Мы согласились с удовольствием. Вместе с нами отправился и писарь.
— Очень приятно!.. — говорил наставник, идя впереди нас. — Настя! Скажи-ка матери, пусть там… — сказал он девочке, бывшей с ним.
Та бегом побежала вперед.
Несмотря на то, что звание наше, объявленное нами наставнику, не могло быть ни вредным, ни полезным для него, тем не менее мысль, что "авось пригодится" или "ну-ко да что-нибудь случится", повидимому не оставляла его. Мне часто приходилось встречать в глуши это настроение и этот взор, ожидающий или Ивана-царевича, который придет в виде нищего к бедному мужику и обогатит; или ревизора, который сначала будет поддакивать провинциалу, закусывать у него, да вдруг и съест. По всей вероятности, только такого рода соображениями руководствовался наставник, приглашая нас к себе; а он, видимо, был из числа тех ожидающих, которые боятся ревизора.
Мы вошли в чистенькую комнату, обставленную самым обыкновенным образом.

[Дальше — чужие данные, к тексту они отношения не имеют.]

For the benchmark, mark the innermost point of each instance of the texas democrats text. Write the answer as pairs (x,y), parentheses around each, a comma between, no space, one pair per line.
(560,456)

Над окном чирикал чиж; на подоконниках стояли какие-то цветы, из которых иные сохранялись под опрокинутыми стаканами; на стене — картинки: Серафим, Саровский пустынник, стоящий под елью на камне; Осип Иваныч Комиссаров-Костромской с надписью: "а ныне дворянин"; на треугольном столике в углу — требник, крестный календарь, какие-то книжки светского содержания, каких обыкновенно не встречаешь нигде, например "Политическая экономия для служащих", "Поучение в сырную седмицу господам офицерам …ского пехотного полка о чревонерадении".
— Прошу пожаловать! — сказал наставник, введя нас в горницу. — Андрей Ильич, — сказал он писарю, который, поглядывая на свои ноги, мялся в двери: — что же ты? Сию минуту-с! На минуточку! — прибавил наставник, спихнув кошку со стула, и удалился в соседнюю комнату. Рядом с писарем сел на стуле сын наставника, мальчик лет двенадцати; костюм его — сюртук, жилет и даже манишка — напоминали разодевшегося лакея. Разговоры между ним и писарем происходили шопотом.
— Ты что за шапку дал? — спрашивал мальчик.
— Руб!
— Хочешь, я за гривенник куплю?.. Не веришь?.. Давай об заклад!.. Ну?..
— Ну тебя!..
— Нет! Давай, об чем?
Наставник снова появился в комнате.
— Что это вы изволите? — ласково спросил он, подходя к моему товарищу, который перелистывал какую-то книгу. — Календарь любопытствуете? хе-хе!.. Врет!.. Весьма фальшиво показывает.
— Не утрафишь на всех-то! — сказал писарь.